It is not often I agree with Cowen or academics in general. But sometimes they get it. Cowen is largely on target when he says Yes, a Corporate Tax Cut Would Increase Investment.

A common criticism of the current Republican tax plans is that they will not boost private investment. While I have major reservations about these plans as a whole, this particular objection is oversold.

The evidence on investment behavior is fairly clear. When companies have more “free cash” at hand, they tend to invest more, and this effect is distinct from any effect of the tax cut on expected rates of return. So, in other words, when critics call the corporate rate cut a “giveaway” to business, that is precisely the mechanism that tends to boost investment.

Furthermore, while these investment boosts are strongest for companies that are cash constrained, they also seem to occur for the companies that have a lot of cash on hand, as is often the case with today’s profitable corporations.

A related worry is that companies will take their cash windfalls and simply return them to investors in the form of dividends and cash buybacks. First, the evidence doesn’t support this fear.

More generally, sending money back to investors doesn’t have to mean no new investment. What if those investors take the money and put it in a venture capital fund or invest it in some other manner? The whole point of capital markets is to recycle resources into the most profitable new opportunities, and that may or may not involve the companies that initially earned those profits.

Many economic effects operate without all of the participants knowing exactly what is driving the final result. For instance, more cash in corporate coffers could induce managers to develop more good project ideas for the CEO. The CEO might feel he or she is responding to the higher quality of project ideas, rather than to the corporate rate cut per se.

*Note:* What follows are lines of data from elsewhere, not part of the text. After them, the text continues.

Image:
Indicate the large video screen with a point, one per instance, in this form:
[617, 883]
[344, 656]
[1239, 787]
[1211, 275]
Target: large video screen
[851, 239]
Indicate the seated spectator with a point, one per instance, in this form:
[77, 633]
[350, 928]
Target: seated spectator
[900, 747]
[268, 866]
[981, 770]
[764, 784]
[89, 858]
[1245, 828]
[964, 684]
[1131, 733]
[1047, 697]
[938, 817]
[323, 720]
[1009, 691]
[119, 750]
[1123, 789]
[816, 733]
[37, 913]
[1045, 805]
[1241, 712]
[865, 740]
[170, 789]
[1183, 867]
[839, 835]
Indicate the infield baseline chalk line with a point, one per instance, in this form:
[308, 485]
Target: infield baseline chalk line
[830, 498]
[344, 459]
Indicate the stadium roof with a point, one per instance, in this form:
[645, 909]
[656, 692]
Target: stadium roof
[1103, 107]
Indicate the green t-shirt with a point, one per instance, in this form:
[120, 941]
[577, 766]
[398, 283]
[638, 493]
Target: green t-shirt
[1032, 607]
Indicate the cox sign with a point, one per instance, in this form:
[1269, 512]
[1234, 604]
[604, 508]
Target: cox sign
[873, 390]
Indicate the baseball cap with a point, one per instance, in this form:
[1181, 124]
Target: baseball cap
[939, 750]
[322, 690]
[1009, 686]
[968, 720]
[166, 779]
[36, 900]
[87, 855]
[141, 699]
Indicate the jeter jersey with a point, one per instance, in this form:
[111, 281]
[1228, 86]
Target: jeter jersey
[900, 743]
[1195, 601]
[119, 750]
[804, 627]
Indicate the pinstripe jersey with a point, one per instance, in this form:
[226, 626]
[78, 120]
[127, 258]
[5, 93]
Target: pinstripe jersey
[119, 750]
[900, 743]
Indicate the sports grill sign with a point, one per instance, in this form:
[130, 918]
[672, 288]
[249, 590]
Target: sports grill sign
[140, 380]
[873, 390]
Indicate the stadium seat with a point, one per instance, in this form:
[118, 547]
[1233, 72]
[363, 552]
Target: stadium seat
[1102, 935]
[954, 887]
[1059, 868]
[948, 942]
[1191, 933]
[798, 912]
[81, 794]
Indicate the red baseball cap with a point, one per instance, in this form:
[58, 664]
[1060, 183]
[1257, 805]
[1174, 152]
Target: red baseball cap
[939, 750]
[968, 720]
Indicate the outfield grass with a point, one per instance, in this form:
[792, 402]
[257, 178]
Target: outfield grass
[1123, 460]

More importantly, let’s take the extreme scenario where companies simply take all of the proceeds from the tax rate cut and put them in the bank, never increasing their own investments as a result. Well, the banks now have more funds to lend out, and so investment still is likely to go up, even if this happens somewhere far and wide from the original corporation earning the new profits.

Whoa! Stop Right There

Until that paragraph, Cowen was 100% spot on.

Where is Cowen wrong? The answer is banks do not lend from reserves or excess reserves.

Professor Steve Keen agrees.

BIS Study

The level of reserves hardly figures in banks’ lending decisions. The amount of credit outstanding is determined by banks’ willingness to supply loans, based on perceived risk-return trade-offs, and by the demand for those loans.

The main exogenous constraint on the expansion of credit is minimum capital requirements.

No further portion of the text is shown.